Costain is among a group of organisations that includes De Montfort University, Bluefrog Design, M Wright and Sons, Virtalis and Loxcius that has secured co-funding from the government-backed Technology Strategy Board for a project aimed at improving the company’s operational performance and service delivery at Severn Trent Water.
The Technology Strategy Board, the UK’s innovation agency, works to stimulate technology-enabled innovation in areas that offer the greatest scope for boosting the UK’s growth and productivity.
Central to the three-year project involving Costain plus manufacturing firms M Wright & Sons and Bluefrog Design is the Autonomous Model Development software Tool (AMDT). The AMDT will work like a closed loop control system, where changes are constantly assessed and their effects fed back into the loop. The ultimate aim is to produce more reactive and competent processes.

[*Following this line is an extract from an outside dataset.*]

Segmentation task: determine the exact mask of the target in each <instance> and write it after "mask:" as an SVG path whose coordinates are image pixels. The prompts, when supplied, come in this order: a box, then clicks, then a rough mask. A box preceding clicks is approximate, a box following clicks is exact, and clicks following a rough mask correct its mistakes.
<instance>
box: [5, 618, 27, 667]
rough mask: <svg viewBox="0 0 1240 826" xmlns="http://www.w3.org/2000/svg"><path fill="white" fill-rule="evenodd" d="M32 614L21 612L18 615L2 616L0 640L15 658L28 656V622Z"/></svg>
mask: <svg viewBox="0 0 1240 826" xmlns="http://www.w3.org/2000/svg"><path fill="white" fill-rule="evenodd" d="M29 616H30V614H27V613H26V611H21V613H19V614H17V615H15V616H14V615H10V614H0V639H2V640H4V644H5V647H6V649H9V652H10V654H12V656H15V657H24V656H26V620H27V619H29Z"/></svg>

Costain’s Business Development Director for the Water Sector, Matt Crabtree commented:
“It’s still very early days.
“The background to the project is to make British industry more efficient. The collaborative research and development project uses Costain’s and other collaborators’ processes to generate a requirement specification for the AMDT and as sites for validating the project outputs.”

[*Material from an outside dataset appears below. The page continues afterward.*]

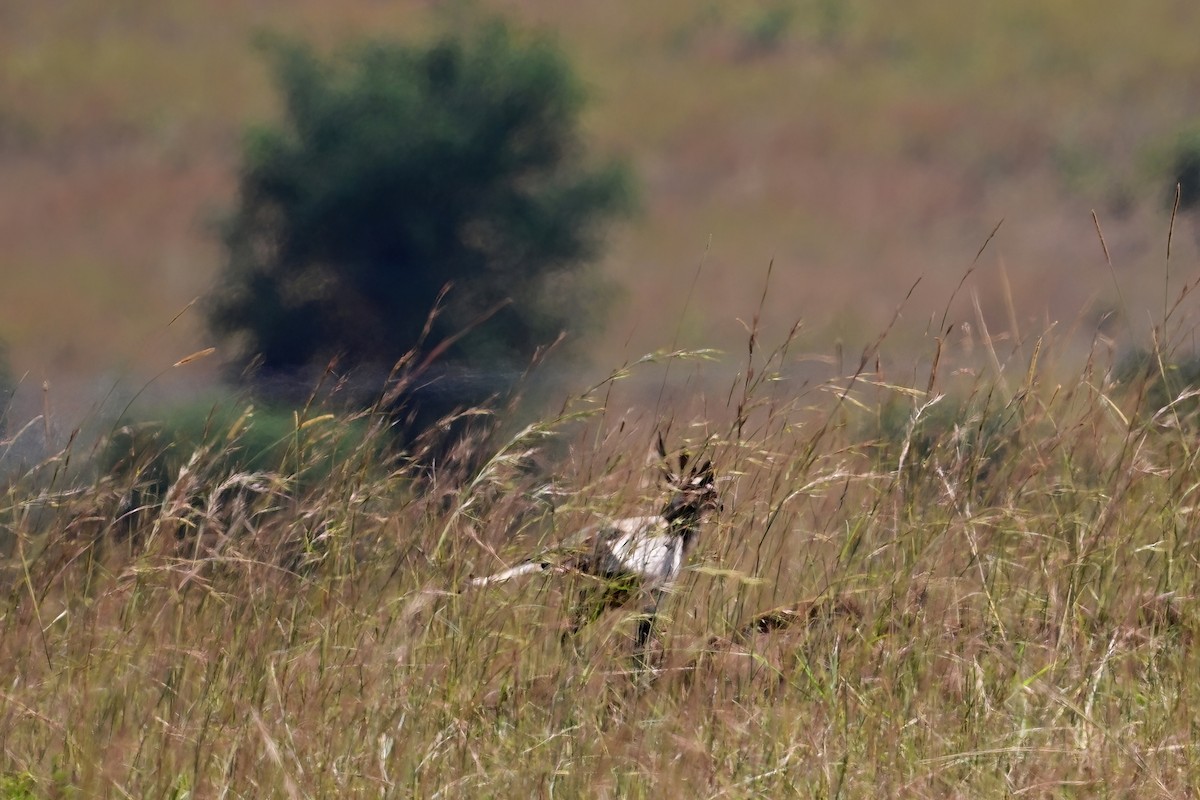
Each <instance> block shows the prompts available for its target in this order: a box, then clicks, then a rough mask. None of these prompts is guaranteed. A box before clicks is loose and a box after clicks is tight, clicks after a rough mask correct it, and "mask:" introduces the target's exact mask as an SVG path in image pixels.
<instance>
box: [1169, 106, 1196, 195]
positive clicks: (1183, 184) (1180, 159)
mask: <svg viewBox="0 0 1200 800" xmlns="http://www.w3.org/2000/svg"><path fill="white" fill-rule="evenodd" d="M1170 175H1171V187H1170V198H1169V200H1168V203H1169V204H1174V203H1175V193H1176V191H1178V197H1180V210H1181V211H1188V210H1192V209H1195V207H1196V206H1198V205H1200V127H1195V126H1193V127H1192V128H1189V130H1187V131H1184V132H1183V133H1181V134H1180V137H1178V140H1177V142H1176V143H1175V148H1174V152H1172V154H1171V163H1170Z"/></svg>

For the purposes of the study, Costain’s maintenance and repair work for Severn Trent is under the microscope. Matt Crabtree continued:
“For example, we repair hand-railings across Severn Trent sites. We do a lot of these jobs, but they are all slightly different. It’s a case of how we can streamline the process by using these innovative technologies to make it more efficient.”

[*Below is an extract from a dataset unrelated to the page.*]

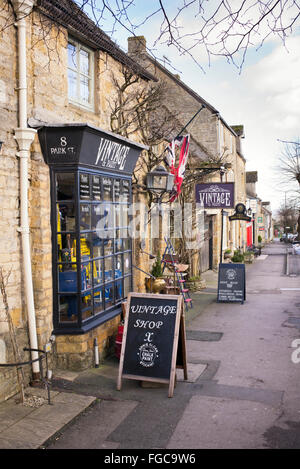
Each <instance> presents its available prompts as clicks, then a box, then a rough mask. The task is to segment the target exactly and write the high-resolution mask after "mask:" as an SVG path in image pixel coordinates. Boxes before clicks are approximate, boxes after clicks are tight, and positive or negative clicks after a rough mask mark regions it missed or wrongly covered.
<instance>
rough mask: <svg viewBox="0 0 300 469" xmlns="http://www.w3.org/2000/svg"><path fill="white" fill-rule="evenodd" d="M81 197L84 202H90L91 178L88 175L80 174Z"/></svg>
mask: <svg viewBox="0 0 300 469" xmlns="http://www.w3.org/2000/svg"><path fill="white" fill-rule="evenodd" d="M79 195H80V199H82V200H90V177H89V175H88V174H85V173H81V174H79Z"/></svg>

Matt Crabtree said that Costain didn't think of itself as a manufacturing business and that Professor David Stockton of De Montfort University had suggested it compare itself to Morgan Cars,” He explained:
“All Morgan’s sports cars have four wheels and an engine, but they are built to custom order – in many ways, a similar situation to our hand-railing jobs. The fundamentals are similar but the shape and fixing differ.”
Professor Stockton said that coping with those differences – for example, in the form of problems or changes to an individual project – is the aim of the AMDT. Even a small change or problem, such as equipment breakdown, or a client changing a deadline, could have lengthy knock-on effects.
AMDT is aimed at helping a company’s planners make better judgements by using causal links across processes to autonomously resolve the effects of these problems and find best solutions to them.